Mergers and acquisition (M&A) activity in the hospitality sector declined in 2017, according to a report by Grant Thornton UK.
The global professional services networks’ latest ‘Hospitality Insights’ review recorded 69 M&A deals across the year, representing a drop of 11.5% from the 78 deals that took place in 2016.
Disclosed deal values also declined, reaching £1.55bn, less than half of 2016’s value of £3.6bn.
The group attributes this fall to the ‘triple challenge of rising business rates, an increase in the National Living Wage and a weakening pound,’ as all but online delivery failed to achieve sustainable growth.

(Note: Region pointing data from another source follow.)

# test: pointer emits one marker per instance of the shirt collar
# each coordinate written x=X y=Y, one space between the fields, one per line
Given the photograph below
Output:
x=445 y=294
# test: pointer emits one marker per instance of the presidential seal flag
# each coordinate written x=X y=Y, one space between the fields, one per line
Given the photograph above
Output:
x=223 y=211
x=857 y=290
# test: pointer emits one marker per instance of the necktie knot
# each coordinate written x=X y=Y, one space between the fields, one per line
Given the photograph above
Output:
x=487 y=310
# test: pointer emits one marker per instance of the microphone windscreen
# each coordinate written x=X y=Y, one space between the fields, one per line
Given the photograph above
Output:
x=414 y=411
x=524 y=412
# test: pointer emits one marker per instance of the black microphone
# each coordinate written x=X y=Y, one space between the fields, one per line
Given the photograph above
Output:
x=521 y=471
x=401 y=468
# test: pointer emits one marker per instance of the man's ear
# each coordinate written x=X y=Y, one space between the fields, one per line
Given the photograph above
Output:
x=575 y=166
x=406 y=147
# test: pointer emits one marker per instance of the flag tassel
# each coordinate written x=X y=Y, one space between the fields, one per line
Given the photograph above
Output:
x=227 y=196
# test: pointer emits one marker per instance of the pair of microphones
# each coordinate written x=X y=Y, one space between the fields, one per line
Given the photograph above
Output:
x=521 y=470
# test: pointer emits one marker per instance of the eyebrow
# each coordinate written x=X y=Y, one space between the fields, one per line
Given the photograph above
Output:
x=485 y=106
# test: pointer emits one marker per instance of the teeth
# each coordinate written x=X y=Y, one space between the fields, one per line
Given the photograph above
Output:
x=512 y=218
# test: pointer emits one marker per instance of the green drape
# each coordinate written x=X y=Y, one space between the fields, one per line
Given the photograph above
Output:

Grant Thornton UK’s head of hospitality Will Baxter said: “With private equity investors having already invested in the majority of sizeable assets in the UK, and the timing of the investment cycle, 2017 was always going to see investment in the smaller brands with ambition and potential for expansion.
“Whilst appetite in the hospitality sector remains healthy, PE [Private Equity] buyers are becoming more discerning as to where to invest in line with consumers’ behaviour.”
The number of deals in the bars and pubs sector dropped from 32 in 2016 to 19 in 2017, with 58% of bar and pub deals seeing private equity backed entities make acquisitions.
The online delivery sector saw an increase of 80% in deals due to the ‘ongoing boom in consumer demand’ for home-delivered meals. In the past six months 26.6 million UK consumers have had food delivered at least once, reports Grant Thornton UK.
Baxter said: “The significant rise in the home delivery market is showing no signs of slowing. It has been reported that this sector is growing at a rate ten times faster than the restaurant industry and there are predictions that by 2019 we will see an additional spend of £656 million by consumers on delivery orders.
“Restaurants need to consider how they can adapt their business models in light of this changing consumer behaviour.”